第11話 始まりの街で尋問してみた

「で?」


「で?」


「いやいや、君の事情を聞こうっていうことでここに連れて来たんだから事情を話してくれないと。」


「なるほど。そうでしたね。」


 なんだか浮世離れしているかのように話す不思議な少女だった。


「俺の方から名乗ろうか。俺は沢渡幸太郎、この屋敷はストラトス准男爵家の屋敷で俺は居候ってとこだ。こいつはジョシュア、この屋敷の、まあ小間使いだな。」


「お前よりは役に立っている。」


「まあ、そんな奴だ。で、あなたは?」


 少しの逡巡の後、少女は徐に答えた。ケルン守護隊騎士長の屋敷と知って安心したこともあるようだ。

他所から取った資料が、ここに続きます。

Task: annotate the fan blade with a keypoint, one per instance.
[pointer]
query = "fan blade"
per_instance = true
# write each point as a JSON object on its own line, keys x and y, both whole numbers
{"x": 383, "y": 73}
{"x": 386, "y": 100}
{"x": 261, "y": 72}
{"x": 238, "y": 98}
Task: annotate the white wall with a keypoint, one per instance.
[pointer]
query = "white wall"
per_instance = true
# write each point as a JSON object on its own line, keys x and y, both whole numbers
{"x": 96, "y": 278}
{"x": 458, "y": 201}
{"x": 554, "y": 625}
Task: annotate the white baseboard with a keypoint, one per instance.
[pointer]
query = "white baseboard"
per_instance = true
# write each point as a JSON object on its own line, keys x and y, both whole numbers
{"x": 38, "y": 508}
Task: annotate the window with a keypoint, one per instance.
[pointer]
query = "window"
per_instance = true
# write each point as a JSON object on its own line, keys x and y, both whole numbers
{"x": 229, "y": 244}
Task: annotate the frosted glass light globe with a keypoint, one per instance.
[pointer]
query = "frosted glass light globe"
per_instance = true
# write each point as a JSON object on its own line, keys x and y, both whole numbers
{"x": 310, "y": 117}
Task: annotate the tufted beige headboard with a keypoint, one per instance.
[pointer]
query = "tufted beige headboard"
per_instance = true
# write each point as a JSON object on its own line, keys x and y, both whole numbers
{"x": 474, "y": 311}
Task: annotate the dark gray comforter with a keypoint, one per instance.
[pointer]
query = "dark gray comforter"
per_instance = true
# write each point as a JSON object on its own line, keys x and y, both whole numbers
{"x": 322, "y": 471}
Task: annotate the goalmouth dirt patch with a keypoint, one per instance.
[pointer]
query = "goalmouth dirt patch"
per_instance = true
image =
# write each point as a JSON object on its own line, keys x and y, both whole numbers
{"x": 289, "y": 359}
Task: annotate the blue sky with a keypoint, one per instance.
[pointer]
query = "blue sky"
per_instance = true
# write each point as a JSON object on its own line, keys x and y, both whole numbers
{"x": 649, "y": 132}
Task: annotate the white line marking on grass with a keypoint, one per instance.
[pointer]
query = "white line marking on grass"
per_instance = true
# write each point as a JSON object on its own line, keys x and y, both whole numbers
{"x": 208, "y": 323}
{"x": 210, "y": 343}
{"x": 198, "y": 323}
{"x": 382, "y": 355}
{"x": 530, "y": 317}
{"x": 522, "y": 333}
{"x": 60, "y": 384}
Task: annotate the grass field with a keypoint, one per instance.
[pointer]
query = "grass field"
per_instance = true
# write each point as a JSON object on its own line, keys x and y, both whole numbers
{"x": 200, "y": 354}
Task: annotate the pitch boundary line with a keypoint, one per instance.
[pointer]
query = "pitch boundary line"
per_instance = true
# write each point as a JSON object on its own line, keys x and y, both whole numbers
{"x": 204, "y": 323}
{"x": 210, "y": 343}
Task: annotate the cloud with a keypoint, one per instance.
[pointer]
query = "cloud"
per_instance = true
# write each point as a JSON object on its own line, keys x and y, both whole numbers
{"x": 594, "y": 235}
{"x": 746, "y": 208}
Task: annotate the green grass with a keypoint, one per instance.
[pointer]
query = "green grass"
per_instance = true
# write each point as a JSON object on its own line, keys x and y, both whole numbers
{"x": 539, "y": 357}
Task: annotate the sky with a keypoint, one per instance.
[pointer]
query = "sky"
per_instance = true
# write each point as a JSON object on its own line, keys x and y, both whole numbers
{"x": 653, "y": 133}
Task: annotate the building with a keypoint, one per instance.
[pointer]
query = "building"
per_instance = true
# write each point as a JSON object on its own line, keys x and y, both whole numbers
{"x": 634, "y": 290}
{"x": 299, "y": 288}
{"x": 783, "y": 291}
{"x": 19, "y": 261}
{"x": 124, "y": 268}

「私の名前はセリス・ウォーレン、ルスカナ領主の次女になります。」


「ルスカナだって?」


 ジョシュアが直ぐに反応する。地理に疎い俺にはさっぱりだ。


「ルスカナと言えばこの辺りで一番大きい領地でアステアでも三番目には大きい街だぞ。その領主は確かガルド・ウォーレン侯爵だったはず。大貴族の一人だ。」


 おお、そんな高貴なお嬢様だったのか。そんなお嬢様がお供も連れずに追われているなんて、余程の事情があるはずだな。


「で、そのお嬢様がどうして追われていのか。あいつらは誰なんだ?」


「あの方たちは父の手の者です。」


「父って、ウォーレン侯爵ってことか?」


「そうです。父が私を連れ戻そうと捜索に放った者たちなのです。」


 意味が解らない。なぜ父親から娘が逃げるんだ?


「どういうことだ?もうちょっと説明してくれないと判らないよ。」


「実は父が私に結婚を強いろうとしているのを嫌って逃げて来たのです。」


 なるほど、この世界には政略結婚と言うものが有触れているのだろうな。それに逆らう娘、ってところか。

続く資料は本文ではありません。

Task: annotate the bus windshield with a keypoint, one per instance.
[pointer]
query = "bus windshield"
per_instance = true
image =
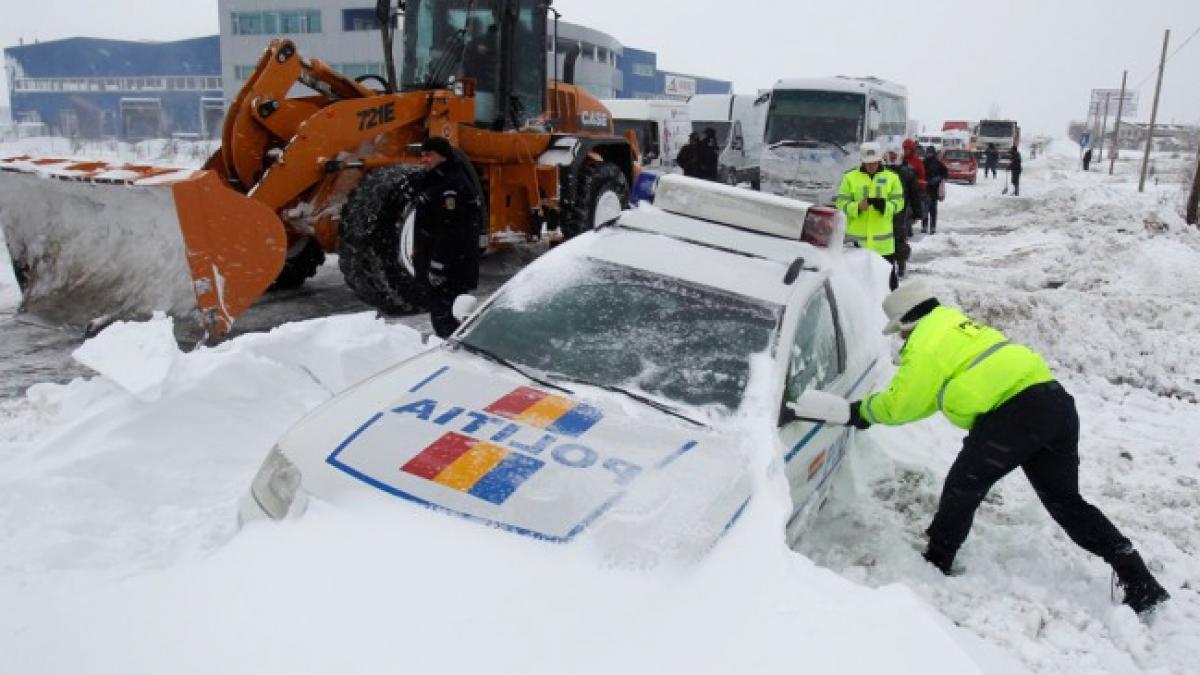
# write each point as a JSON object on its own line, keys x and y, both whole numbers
{"x": 997, "y": 129}
{"x": 831, "y": 117}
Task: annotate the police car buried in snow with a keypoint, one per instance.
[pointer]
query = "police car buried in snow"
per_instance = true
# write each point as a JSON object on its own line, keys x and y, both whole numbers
{"x": 619, "y": 386}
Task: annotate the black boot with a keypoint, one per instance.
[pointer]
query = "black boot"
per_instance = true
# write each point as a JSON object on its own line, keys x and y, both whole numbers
{"x": 1143, "y": 591}
{"x": 939, "y": 556}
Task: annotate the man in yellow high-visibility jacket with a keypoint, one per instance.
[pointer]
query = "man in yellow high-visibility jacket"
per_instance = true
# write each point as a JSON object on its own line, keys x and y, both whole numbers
{"x": 1015, "y": 414}
{"x": 870, "y": 196}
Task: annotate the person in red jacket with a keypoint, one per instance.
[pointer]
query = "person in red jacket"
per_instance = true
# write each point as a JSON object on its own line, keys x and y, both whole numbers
{"x": 912, "y": 157}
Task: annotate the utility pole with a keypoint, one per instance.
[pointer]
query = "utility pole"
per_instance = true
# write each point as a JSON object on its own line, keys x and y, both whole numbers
{"x": 1104, "y": 127}
{"x": 1192, "y": 216}
{"x": 1116, "y": 130}
{"x": 1153, "y": 114}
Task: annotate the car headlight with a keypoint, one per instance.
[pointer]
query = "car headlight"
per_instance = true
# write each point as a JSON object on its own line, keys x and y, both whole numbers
{"x": 276, "y": 484}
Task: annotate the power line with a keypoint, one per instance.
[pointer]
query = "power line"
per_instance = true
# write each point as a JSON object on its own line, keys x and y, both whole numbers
{"x": 1194, "y": 33}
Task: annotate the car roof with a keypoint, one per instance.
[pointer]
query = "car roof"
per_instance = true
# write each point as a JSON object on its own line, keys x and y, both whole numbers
{"x": 720, "y": 256}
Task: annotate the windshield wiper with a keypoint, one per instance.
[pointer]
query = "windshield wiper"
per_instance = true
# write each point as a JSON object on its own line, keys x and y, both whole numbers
{"x": 796, "y": 143}
{"x": 496, "y": 358}
{"x": 639, "y": 398}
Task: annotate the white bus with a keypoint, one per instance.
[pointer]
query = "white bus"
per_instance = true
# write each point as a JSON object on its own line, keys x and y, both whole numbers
{"x": 661, "y": 127}
{"x": 815, "y": 126}
{"x": 738, "y": 120}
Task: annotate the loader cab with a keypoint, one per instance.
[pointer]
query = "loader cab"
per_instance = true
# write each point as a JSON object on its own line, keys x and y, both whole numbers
{"x": 498, "y": 43}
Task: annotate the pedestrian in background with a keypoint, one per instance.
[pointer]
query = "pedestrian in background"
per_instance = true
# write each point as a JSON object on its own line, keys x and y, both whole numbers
{"x": 903, "y": 220}
{"x": 445, "y": 246}
{"x": 1015, "y": 414}
{"x": 912, "y": 157}
{"x": 1014, "y": 169}
{"x": 935, "y": 177}
{"x": 708, "y": 155}
{"x": 689, "y": 156}
{"x": 990, "y": 160}
{"x": 870, "y": 196}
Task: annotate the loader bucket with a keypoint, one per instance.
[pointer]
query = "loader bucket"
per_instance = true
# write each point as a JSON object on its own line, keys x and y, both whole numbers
{"x": 91, "y": 242}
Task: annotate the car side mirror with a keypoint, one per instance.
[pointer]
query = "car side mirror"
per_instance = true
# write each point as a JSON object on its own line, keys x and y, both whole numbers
{"x": 463, "y": 306}
{"x": 817, "y": 407}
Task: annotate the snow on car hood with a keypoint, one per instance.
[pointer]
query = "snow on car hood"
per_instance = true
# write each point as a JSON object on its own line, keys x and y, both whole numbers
{"x": 450, "y": 431}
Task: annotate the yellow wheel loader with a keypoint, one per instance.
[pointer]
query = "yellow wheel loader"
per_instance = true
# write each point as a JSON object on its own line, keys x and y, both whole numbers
{"x": 333, "y": 171}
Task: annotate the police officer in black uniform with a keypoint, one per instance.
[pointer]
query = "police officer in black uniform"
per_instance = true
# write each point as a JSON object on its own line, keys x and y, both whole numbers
{"x": 445, "y": 251}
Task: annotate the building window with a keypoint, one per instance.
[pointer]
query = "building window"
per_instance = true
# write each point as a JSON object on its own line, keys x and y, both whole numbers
{"x": 363, "y": 19}
{"x": 270, "y": 23}
{"x": 359, "y": 70}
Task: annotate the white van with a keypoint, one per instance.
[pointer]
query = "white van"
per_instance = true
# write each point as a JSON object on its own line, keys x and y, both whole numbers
{"x": 661, "y": 127}
{"x": 738, "y": 120}
{"x": 816, "y": 125}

「意に染まない結婚をさせられそうになった、ということか。それでその意に染まない相手ってのは。」


「ルーデシア・ケルン子爵様です。」


「ええっ、ケルン領主の?」


「そうです、そのルーデシア様です。」


 ルーデシアといえば先日会ったが年はどうみても六十は超えていそうだった。このセリスは二十歳そこそこに見える。政略結婚とはいえ歳が離れすぎていないか?それに大貴族のウォーレン家がケルン子爵家と政略結婚すること自体が在り得ないようにも思う。

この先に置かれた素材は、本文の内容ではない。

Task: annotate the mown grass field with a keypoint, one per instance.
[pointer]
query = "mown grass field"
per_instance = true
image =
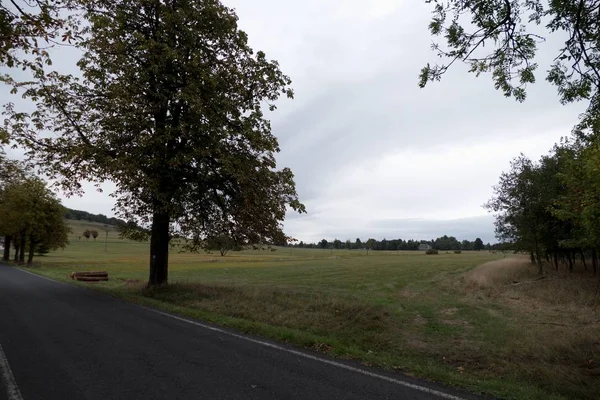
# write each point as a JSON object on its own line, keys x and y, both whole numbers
{"x": 475, "y": 320}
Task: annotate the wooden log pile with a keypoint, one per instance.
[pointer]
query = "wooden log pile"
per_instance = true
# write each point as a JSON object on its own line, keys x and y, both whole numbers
{"x": 90, "y": 276}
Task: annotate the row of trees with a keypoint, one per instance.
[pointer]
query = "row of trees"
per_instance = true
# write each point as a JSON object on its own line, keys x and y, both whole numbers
{"x": 441, "y": 243}
{"x": 31, "y": 217}
{"x": 551, "y": 207}
{"x": 168, "y": 103}
{"x": 79, "y": 215}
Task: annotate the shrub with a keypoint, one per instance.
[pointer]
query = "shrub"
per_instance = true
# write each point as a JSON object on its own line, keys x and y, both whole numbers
{"x": 42, "y": 249}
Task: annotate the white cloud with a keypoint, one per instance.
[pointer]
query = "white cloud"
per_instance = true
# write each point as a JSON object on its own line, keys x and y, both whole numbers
{"x": 373, "y": 154}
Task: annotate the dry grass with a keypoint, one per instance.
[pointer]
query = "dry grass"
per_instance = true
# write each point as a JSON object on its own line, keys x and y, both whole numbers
{"x": 321, "y": 314}
{"x": 491, "y": 327}
{"x": 555, "y": 319}
{"x": 498, "y": 273}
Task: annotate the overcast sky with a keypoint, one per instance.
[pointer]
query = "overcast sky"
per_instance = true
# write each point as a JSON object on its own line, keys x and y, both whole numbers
{"x": 374, "y": 155}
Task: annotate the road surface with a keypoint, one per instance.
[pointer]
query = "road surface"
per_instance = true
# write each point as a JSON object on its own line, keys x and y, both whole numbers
{"x": 60, "y": 342}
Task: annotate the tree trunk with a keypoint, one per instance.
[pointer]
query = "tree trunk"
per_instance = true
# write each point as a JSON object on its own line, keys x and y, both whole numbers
{"x": 583, "y": 260}
{"x": 7, "y": 243}
{"x": 31, "y": 250}
{"x": 159, "y": 249}
{"x": 22, "y": 249}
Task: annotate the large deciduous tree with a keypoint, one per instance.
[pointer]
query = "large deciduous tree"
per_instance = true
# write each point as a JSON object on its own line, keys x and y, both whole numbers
{"x": 502, "y": 37}
{"x": 169, "y": 107}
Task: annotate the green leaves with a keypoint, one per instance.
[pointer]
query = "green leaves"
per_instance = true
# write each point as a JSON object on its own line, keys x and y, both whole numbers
{"x": 510, "y": 26}
{"x": 170, "y": 108}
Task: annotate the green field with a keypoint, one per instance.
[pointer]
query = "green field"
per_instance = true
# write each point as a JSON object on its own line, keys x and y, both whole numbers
{"x": 491, "y": 328}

「なんで大貴族の令嬢の君がこんな小さな街の子爵家と政略結婚することになるんだ?歳も相当離れているじゃないか。」


「それがよく判らないのです。突然決められてしまって。なんでもケルン子爵様がとてもすごい情報をお持ちの方を配下にされている、とか。父も詳しくは知らないようでしたが、それは大変なお方だとのことでした。」


 えっ。ちょっと待って。それってもしかして。


「私には判らない言葉が飛び交っていたので、何一つ判っては居ないのですが、なんでも『異世界』という所から来た方だとか。その人を配下にしているといつかアステアを支配することも可能なのだとか。」


 拙い。情報が変形しているようだ。それでこの子の人生が犠牲にされるなんて以ての外だ。


「ごめん。それ俺だわ。」


「えっ、どういうことてすか?」


「その異世界から来たっての、俺のことだと思うよ。」


 セリスは呆然としている。自分の運命を変えた人物に偶然助けられたのだ。下手な物語でもそんな展開は書かないだろう。


「本当ですか。本当にあなたはアステアを支配できるような情報をお持ちなのですか?」


「いや、俺は確かに異世界から来たけど、そんな大それた情報を持っているわけじゃないよ。ケルン子爵の御屋敷にも呼ばれたけど、すぐに飽きられてここに戻って来ているしね。」


 セリスは哀しいような嬉しいような不思議な表情をしている。少なくとも俺のいう事が本当ならケルン子爵と結婚する必要がなくなるのだ。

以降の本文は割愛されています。